La mise en œuvre est la prochaine étape

Bien que chacun de ces projets adopte une approche novatrice pour résoudre les défis liés au partage des données éducatives, la mise en œuvre de ces initiatives prendra probablement un certain temps.

Par exemple, Platz a expliqué qu’il existe un côté offre et demande en ce qui concerne les projets basés sur la blockchain. Il a souligné que si les universités et les groupes éducatifs peuvent délivrer des diplômes numériques aux étudiants, les employeurs ne les demandent pas encore: «Nous sommes encore en train de construire des écosystèmes autour de cela impliquant l’éducation et les normes gouvernementales.
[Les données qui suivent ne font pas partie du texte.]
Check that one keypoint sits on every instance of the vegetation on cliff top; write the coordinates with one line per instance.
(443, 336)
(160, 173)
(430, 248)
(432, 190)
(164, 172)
Heureusement, Platz a noté que la nouvelle administration du président Joe Biden montre un potentiel pour mettre en œuvre de nouvelles normes technologiques axées sur la blockchain et d’autres technologies émergentes qui peuvent offrir des avantages. Il est également encourageant de voir que d’autres pays ont commencé à stocker des certificats et des enregistrements éducatifs sur des réseaux blockchain.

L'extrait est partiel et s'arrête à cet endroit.